Daimler AG Chief Executive Officer Dieter Zetsche stood on a stage in 2011 surrounded by milestones of Mercedes-Benz’s 125-year history. He tentatively directed attention to the brand’s future with the revival of founder Gottlieb Daimler’s claim, “The Best or Nothing.”
The gesture then appeared desperate. Mercedes’ image was dowdy. Global deliveries had trailed archrival BMW since 2005 and were at the time dropping below Audi’s. But fast-forward five years and Daimler’s flagship division has been reborn. In 2016, Mercedes retook the luxury-car crown from BMW for the first time in over a decade, as peppy new models like the GLA compact SUV wooed new, younger buyers and the S-Class was re-established as the benchmark luxury sedan.
Dr. Z, as Daimler’s 63-year-old CEO is known, himself appears rejuvenated. Daimler’s challenge now is to stretch Mercedes’ transformation further, with competition from electric-car makers including Tesla Motors Inc. intensifying and ride-hailing services such as Uber Technologies Inc. calling into question the need to own cars.
“While Mercedes is doing well against the old guard, it remains to be seen how well they’ll do in the future where new competitors are pushing into the sector,” said Stuart Pearson, a London-based analyst at Exane BNP Paribas.
Even though the recovery is largely due to what the CEO’s done right — including overhauling the brand’s stodgy styling and expanding its range of SUVs — it was helped by rivals’ stumbles. BMW AG’s push into electric cars with the oddly shaped i3 in 2013 has fallen flat, and adding the seven-seat Gran Tourer minivan may have shifted the brand too far from its sporty roots. BMW’s CEO Harald Krueger, who took charge in 2015, has yet to add fresh impetus, with the revamped 5-Series sedan clinging to its predecessor’s conservative design.
Audi has been slow to add to its SUV lineup to match offerings at Mercedes and BMW. And over the past year, the brand has been caught up in the emissions-cheating scandal of its parent Volkswagen AG.
Daimler’s “operating in a relative competitive vacuum as their key competitors BMW and Audi are laboring with pretty old products,” said Exane BNP Paribas’ Pearson.
Mercedes deliveries jumped 12 percent in the 11 months through November, more than double the pace of growth for BMW’s namesake brand. Mercedes sold 1.9 million vehicles in the period, about 69,000 cars ahead of BMW, virtually guaranteeing the crown swap.

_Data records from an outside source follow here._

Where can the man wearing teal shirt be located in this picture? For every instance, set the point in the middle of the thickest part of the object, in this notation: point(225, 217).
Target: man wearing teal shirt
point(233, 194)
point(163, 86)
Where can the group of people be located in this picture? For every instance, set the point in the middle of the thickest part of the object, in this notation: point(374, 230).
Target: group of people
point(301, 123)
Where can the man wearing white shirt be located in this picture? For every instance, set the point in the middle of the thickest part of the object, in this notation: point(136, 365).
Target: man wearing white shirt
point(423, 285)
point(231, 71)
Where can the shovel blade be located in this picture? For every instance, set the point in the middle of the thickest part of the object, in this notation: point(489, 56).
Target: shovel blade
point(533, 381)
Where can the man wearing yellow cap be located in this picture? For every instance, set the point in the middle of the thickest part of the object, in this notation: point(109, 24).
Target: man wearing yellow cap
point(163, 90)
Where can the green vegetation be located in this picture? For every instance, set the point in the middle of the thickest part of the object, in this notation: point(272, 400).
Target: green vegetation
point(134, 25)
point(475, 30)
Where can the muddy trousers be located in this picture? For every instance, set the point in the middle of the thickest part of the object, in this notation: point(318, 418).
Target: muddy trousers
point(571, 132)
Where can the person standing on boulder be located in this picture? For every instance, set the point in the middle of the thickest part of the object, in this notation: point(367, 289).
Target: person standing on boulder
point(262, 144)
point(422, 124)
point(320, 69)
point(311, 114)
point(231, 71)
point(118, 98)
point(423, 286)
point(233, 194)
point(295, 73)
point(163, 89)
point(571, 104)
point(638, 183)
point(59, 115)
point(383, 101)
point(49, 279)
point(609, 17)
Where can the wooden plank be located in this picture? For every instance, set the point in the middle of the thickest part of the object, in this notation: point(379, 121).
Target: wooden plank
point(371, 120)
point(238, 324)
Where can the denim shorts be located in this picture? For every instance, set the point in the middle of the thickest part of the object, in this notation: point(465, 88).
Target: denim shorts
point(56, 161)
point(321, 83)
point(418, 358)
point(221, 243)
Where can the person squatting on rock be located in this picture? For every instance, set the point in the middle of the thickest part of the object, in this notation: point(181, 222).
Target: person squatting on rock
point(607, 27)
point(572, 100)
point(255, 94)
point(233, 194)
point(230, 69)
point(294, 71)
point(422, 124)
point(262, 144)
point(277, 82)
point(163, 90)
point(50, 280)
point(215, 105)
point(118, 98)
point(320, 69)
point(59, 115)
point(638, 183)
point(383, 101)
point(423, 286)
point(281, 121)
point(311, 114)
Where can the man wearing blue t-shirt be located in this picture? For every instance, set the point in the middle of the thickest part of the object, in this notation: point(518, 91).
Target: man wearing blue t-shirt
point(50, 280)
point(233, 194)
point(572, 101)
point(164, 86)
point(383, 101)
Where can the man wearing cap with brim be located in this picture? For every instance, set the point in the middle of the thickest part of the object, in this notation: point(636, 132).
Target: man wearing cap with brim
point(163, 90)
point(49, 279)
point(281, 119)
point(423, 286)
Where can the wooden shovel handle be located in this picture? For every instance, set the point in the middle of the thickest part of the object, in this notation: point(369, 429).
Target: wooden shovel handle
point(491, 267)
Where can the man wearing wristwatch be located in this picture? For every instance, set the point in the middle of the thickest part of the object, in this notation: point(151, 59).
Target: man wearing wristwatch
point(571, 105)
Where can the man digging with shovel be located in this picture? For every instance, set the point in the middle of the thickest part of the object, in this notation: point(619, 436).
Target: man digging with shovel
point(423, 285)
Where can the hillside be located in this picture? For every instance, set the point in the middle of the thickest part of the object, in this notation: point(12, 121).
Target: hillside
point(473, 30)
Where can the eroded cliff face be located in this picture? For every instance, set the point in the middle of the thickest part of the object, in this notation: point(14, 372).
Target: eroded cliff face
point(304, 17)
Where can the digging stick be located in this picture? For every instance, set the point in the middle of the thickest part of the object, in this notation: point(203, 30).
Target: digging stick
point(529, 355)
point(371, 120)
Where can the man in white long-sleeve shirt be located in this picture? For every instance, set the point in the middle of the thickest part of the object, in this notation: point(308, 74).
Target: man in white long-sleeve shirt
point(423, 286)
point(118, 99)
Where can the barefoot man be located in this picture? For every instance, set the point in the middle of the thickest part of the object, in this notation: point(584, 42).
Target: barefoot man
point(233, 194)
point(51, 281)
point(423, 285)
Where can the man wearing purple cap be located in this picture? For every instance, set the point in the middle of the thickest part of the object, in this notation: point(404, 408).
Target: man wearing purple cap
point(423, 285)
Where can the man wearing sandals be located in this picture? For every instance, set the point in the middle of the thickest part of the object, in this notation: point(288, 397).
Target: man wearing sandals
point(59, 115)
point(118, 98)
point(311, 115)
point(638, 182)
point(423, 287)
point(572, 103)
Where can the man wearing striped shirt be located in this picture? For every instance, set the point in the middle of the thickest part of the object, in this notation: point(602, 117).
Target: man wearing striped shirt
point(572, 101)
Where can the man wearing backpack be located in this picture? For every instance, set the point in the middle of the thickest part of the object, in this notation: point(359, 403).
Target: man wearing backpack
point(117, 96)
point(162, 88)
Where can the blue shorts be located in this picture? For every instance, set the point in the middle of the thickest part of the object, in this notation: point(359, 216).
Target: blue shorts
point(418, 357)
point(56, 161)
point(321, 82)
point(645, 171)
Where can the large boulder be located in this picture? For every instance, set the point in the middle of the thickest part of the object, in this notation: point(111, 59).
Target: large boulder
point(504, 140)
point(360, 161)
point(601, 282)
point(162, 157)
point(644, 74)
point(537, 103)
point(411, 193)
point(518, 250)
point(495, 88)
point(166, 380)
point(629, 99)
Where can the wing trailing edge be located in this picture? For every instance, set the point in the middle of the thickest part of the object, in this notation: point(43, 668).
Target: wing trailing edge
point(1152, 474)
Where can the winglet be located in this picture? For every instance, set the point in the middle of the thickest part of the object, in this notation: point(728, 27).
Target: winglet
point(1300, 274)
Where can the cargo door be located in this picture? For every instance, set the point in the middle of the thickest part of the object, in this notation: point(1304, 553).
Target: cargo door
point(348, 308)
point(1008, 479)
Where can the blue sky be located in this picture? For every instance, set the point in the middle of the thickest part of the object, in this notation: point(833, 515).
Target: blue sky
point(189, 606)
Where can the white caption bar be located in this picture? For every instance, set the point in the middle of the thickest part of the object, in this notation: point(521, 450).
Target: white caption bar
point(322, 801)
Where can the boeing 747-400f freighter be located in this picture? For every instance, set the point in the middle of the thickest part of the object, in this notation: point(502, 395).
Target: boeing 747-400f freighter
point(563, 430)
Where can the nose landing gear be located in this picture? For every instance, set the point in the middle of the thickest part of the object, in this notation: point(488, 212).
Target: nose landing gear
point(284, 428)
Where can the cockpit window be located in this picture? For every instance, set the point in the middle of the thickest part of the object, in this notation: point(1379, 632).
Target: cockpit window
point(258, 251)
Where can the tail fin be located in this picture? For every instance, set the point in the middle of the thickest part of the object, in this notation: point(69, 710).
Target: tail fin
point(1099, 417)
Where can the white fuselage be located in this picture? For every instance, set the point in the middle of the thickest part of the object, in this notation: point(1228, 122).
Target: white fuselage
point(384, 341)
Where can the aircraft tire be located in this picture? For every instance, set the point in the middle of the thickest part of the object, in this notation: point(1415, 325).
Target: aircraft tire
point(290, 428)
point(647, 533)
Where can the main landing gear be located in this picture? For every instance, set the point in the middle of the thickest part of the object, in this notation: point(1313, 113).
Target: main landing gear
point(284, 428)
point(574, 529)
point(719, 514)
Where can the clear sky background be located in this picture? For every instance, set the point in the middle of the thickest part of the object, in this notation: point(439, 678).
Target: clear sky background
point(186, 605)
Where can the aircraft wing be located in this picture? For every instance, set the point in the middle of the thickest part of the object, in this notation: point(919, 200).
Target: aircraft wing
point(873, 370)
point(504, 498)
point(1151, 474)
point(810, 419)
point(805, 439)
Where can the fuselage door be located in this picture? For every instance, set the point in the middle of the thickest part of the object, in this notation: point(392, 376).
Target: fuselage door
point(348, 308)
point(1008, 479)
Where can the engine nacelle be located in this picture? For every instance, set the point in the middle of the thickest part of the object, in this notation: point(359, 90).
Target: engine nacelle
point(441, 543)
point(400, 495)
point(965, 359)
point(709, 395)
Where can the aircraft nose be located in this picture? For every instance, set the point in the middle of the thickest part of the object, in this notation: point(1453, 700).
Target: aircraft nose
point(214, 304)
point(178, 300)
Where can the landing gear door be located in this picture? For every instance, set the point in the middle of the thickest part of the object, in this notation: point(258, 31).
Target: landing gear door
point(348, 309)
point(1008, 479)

While Zetsche’s reaped the benefits of a well-timed product cycle, the task of maintaining the lead will fall to his successor after his contract expires in 2019. The new CEO will need to master the challenge of boosting profitability, and balance investments in new technologies while cranking out updated models. Daimler’s development costs are surging amid the industry’s move toward autonomous driving and ride-sharing, and rising regulatory pressure to reduce vehicle emissions.
Daimler’s already planning for the transition, grooming company veteran Ola Kaellenius, now head of research and development, and chief of sales at Mercedes-Benz Cars, for the position. Appointing the 47-year-old Swede as CEO would mark the first time a non-German takes the top spot at Daimler.